A aprovação ocorreu após semanas de disputas internas e reconstruções do parecer, que chegou à sua quinta versão antes da votação. O texto endurece penas, cria novos enquadramentos criminais e altera o fluxo de confisco de bens, pontos que, segundo parlamentares governistas, distorcem a política pública estudada pelo Executivo ao longo de seis meses.
A votação dos destaques ainda poderá modificar algumas partes, mas a essência da proposta aprovada reflete um alinhamento da maioria da Câmara em favor de medidas punitivistas de largo alcance.
Para a base do governo, o substitutivo aprovado introduz fragilidades em pontos essenciais da política de enfrentamento às organizações criminosas.
A deputada Jandira Feghali (PCdoB-RJ) afirmou em plenário que o texto cria mecanismos que, na prática, podem retardar o confisco de bens e prejudicar investigações da Polícia Federal.
A crítica se concentra na introdução de uma ação civil pública que, segundo ela, abre margem para que o patrimônio de facções permaneça sob litígio por mais tempo, comprometendo a efetividade das operações.
Outro ponto contestado pelo governo é o destino dos recursos provenientes de apreensões.
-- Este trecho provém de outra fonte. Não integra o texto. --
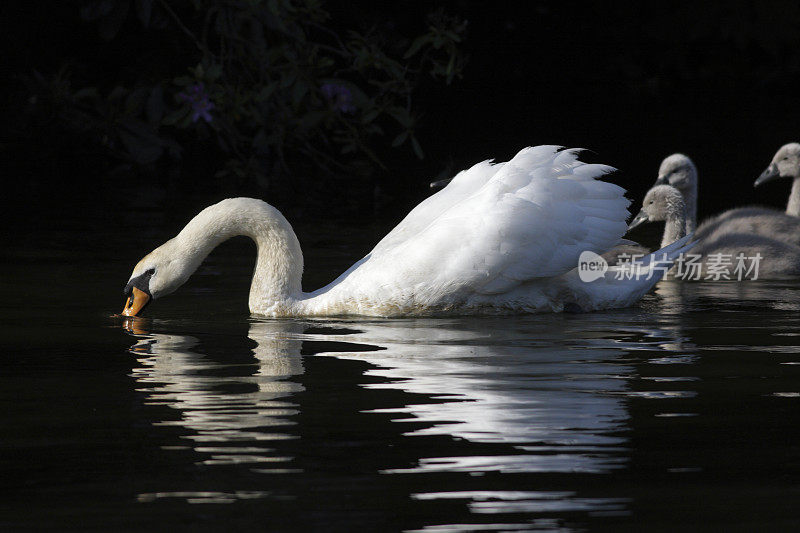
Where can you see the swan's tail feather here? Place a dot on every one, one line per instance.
(623, 285)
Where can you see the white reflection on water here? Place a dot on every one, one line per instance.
(553, 388)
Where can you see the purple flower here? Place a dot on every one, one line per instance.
(197, 98)
(339, 96)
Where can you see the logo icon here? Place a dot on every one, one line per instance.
(591, 266)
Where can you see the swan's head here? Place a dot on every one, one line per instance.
(159, 273)
(679, 171)
(660, 203)
(785, 164)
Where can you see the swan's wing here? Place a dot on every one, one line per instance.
(531, 218)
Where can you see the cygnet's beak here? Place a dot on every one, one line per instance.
(137, 300)
(440, 184)
(641, 218)
(769, 174)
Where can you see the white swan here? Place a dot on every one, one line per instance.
(500, 238)
(665, 203)
(679, 171)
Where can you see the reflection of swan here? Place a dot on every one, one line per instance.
(777, 258)
(502, 238)
(680, 172)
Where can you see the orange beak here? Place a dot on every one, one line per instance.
(136, 302)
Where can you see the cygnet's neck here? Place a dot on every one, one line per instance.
(793, 207)
(276, 284)
(675, 224)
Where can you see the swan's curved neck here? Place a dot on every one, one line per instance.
(278, 273)
(675, 225)
(793, 207)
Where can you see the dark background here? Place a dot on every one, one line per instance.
(633, 82)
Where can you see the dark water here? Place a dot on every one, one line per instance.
(680, 413)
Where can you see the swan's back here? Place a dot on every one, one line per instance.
(493, 229)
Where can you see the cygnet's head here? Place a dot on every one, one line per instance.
(785, 164)
(661, 202)
(679, 171)
(159, 273)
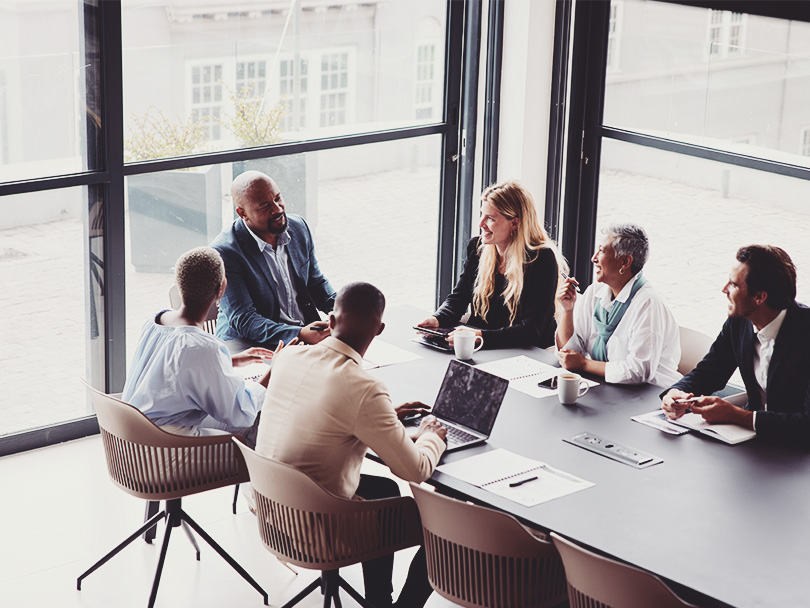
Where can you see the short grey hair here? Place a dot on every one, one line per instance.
(630, 239)
(199, 274)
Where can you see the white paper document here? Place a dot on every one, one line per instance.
(381, 353)
(515, 477)
(525, 374)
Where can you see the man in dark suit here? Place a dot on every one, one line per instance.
(766, 336)
(275, 287)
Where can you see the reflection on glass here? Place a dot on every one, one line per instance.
(713, 78)
(49, 111)
(276, 72)
(373, 211)
(53, 328)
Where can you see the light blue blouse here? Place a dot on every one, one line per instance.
(182, 375)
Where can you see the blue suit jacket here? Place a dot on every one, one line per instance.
(249, 309)
(788, 390)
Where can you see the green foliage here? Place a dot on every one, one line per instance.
(252, 123)
(152, 136)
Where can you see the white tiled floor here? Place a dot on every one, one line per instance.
(61, 513)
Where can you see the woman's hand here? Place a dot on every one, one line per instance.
(256, 354)
(567, 293)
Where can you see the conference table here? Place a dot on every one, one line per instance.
(730, 522)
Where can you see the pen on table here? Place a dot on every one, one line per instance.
(515, 484)
(565, 276)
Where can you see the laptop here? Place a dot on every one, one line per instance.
(467, 404)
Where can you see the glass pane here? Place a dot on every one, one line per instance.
(713, 78)
(368, 53)
(48, 124)
(53, 328)
(690, 258)
(367, 207)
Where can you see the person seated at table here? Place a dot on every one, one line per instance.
(620, 328)
(183, 378)
(766, 337)
(323, 411)
(510, 275)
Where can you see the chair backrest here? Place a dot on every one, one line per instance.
(595, 581)
(150, 463)
(303, 523)
(482, 557)
(694, 346)
(210, 324)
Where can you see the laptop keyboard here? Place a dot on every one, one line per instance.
(456, 435)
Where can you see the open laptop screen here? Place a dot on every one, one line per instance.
(470, 396)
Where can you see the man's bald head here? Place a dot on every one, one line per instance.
(357, 317)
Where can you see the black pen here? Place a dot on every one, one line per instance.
(515, 484)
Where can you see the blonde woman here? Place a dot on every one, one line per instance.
(510, 275)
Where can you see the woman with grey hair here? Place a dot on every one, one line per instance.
(620, 328)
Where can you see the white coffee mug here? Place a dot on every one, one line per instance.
(570, 387)
(464, 343)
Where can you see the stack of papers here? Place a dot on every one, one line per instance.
(515, 477)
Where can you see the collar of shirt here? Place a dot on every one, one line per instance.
(341, 347)
(771, 330)
(606, 295)
(283, 239)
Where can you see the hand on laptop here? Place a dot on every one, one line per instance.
(431, 425)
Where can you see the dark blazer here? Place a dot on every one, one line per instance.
(788, 390)
(249, 309)
(534, 324)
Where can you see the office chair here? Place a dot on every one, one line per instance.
(302, 523)
(147, 462)
(479, 557)
(595, 581)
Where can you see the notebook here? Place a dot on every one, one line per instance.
(467, 404)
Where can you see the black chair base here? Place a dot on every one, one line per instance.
(330, 583)
(175, 517)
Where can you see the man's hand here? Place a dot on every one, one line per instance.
(314, 332)
(571, 360)
(567, 293)
(256, 354)
(672, 409)
(431, 425)
(412, 408)
(719, 411)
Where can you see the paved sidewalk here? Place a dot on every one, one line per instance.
(379, 228)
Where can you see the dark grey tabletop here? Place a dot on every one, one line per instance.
(730, 522)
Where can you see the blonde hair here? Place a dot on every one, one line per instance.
(511, 200)
(199, 274)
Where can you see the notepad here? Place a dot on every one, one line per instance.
(517, 478)
(525, 373)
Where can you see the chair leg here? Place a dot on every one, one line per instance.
(316, 584)
(152, 507)
(195, 526)
(191, 538)
(151, 523)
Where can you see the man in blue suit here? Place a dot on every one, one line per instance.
(766, 336)
(275, 287)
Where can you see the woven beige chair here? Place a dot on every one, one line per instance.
(147, 462)
(595, 581)
(302, 523)
(479, 557)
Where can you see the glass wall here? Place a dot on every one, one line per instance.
(735, 83)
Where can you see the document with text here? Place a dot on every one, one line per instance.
(522, 480)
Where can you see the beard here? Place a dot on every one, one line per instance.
(273, 227)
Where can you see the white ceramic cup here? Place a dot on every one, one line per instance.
(464, 343)
(570, 387)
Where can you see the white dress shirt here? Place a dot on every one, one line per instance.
(278, 262)
(644, 347)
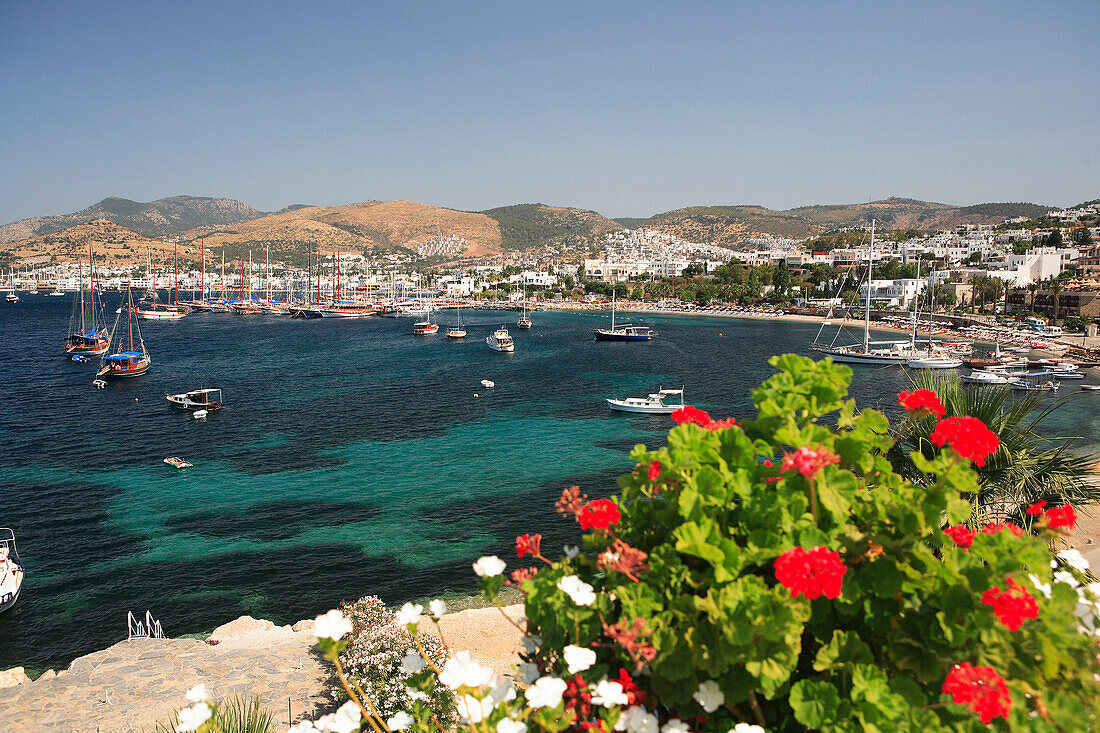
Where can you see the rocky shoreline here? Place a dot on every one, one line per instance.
(132, 685)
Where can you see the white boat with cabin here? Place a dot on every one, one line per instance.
(653, 404)
(501, 340)
(206, 398)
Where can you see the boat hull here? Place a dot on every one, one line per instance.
(647, 409)
(124, 373)
(605, 335)
(9, 600)
(856, 358)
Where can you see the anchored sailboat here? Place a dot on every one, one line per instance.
(625, 332)
(132, 360)
(868, 352)
(88, 335)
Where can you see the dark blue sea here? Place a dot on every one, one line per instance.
(352, 458)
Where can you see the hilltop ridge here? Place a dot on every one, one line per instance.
(383, 228)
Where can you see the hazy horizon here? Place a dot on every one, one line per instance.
(628, 113)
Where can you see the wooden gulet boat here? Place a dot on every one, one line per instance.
(132, 360)
(88, 335)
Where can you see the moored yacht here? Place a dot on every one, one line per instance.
(652, 404)
(624, 332)
(133, 360)
(11, 570)
(501, 340)
(207, 398)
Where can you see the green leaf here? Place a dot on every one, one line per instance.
(700, 539)
(844, 649)
(814, 702)
(835, 491)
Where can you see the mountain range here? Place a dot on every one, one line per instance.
(378, 228)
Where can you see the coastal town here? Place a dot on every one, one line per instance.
(549, 368)
(1048, 265)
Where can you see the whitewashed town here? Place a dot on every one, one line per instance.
(1008, 267)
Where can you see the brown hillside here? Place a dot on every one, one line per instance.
(375, 226)
(111, 243)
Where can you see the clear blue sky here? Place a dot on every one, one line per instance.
(627, 108)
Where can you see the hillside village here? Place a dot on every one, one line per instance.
(1048, 264)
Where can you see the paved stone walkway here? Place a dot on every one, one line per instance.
(132, 685)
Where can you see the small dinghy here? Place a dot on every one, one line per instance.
(11, 570)
(205, 400)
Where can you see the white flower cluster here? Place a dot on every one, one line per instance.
(347, 719)
(198, 712)
(579, 591)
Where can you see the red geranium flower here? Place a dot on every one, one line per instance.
(634, 695)
(813, 573)
(980, 688)
(960, 535)
(690, 414)
(1063, 516)
(993, 527)
(1013, 605)
(528, 545)
(968, 436)
(922, 403)
(807, 461)
(598, 514)
(1036, 510)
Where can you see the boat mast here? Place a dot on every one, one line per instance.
(867, 312)
(912, 341)
(79, 271)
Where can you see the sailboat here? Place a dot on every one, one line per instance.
(132, 360)
(868, 352)
(459, 331)
(624, 332)
(88, 335)
(524, 320)
(425, 327)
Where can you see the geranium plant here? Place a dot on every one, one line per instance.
(777, 573)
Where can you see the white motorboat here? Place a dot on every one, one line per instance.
(653, 404)
(11, 570)
(934, 362)
(207, 398)
(982, 376)
(459, 331)
(501, 340)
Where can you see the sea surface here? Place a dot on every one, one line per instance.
(351, 458)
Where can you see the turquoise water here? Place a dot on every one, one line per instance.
(351, 458)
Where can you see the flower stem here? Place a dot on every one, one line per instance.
(756, 707)
(370, 715)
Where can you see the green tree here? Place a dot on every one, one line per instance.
(1030, 467)
(694, 270)
(782, 279)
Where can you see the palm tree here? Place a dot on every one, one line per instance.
(1027, 468)
(1056, 287)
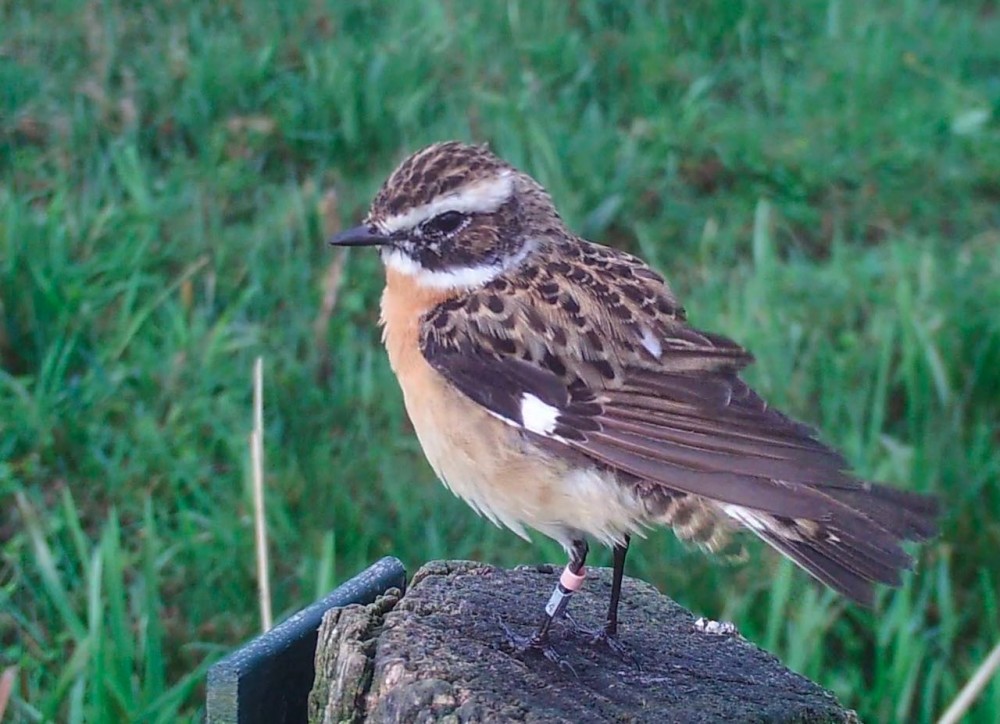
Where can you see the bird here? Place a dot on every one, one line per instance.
(556, 385)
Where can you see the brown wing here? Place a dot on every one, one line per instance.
(604, 346)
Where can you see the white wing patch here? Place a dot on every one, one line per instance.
(479, 197)
(651, 343)
(537, 416)
(745, 516)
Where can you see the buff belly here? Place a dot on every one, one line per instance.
(491, 466)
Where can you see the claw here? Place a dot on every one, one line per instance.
(603, 636)
(538, 641)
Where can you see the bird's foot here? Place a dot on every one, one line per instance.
(603, 636)
(538, 641)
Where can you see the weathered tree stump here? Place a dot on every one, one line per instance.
(439, 654)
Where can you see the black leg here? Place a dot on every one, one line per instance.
(560, 596)
(555, 607)
(620, 551)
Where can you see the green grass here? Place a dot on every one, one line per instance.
(819, 180)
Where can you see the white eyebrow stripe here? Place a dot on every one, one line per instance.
(478, 197)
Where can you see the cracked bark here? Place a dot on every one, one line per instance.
(438, 654)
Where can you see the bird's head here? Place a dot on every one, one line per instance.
(455, 215)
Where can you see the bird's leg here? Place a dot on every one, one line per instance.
(608, 635)
(619, 553)
(569, 582)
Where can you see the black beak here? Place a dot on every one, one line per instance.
(359, 236)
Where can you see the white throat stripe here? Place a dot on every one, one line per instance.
(454, 277)
(479, 197)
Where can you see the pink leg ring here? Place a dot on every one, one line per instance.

O parecer de Derrite retira parte da autonomia financeira da Polícia Federal ao destinar ao Fundo Nacional de Segurança Pública o que antes seria destinado exclusivamente à corporação.
Para parlamentares governistas, a mudança enfraquece a PF em um dos poucos instrumentos considerados eficazes para desarticular financeiramente facções e milícias.

O governo promete agora reverter as alterações no Senado. “Vamos modificar no Senado para recuperar o propósito original do governo de combate à facção criminosa”, disse o deputado Lindbergh Farias (PT-RJ), destacando que a proposta inicial foi fruto de estudos longos e articulações técnicas.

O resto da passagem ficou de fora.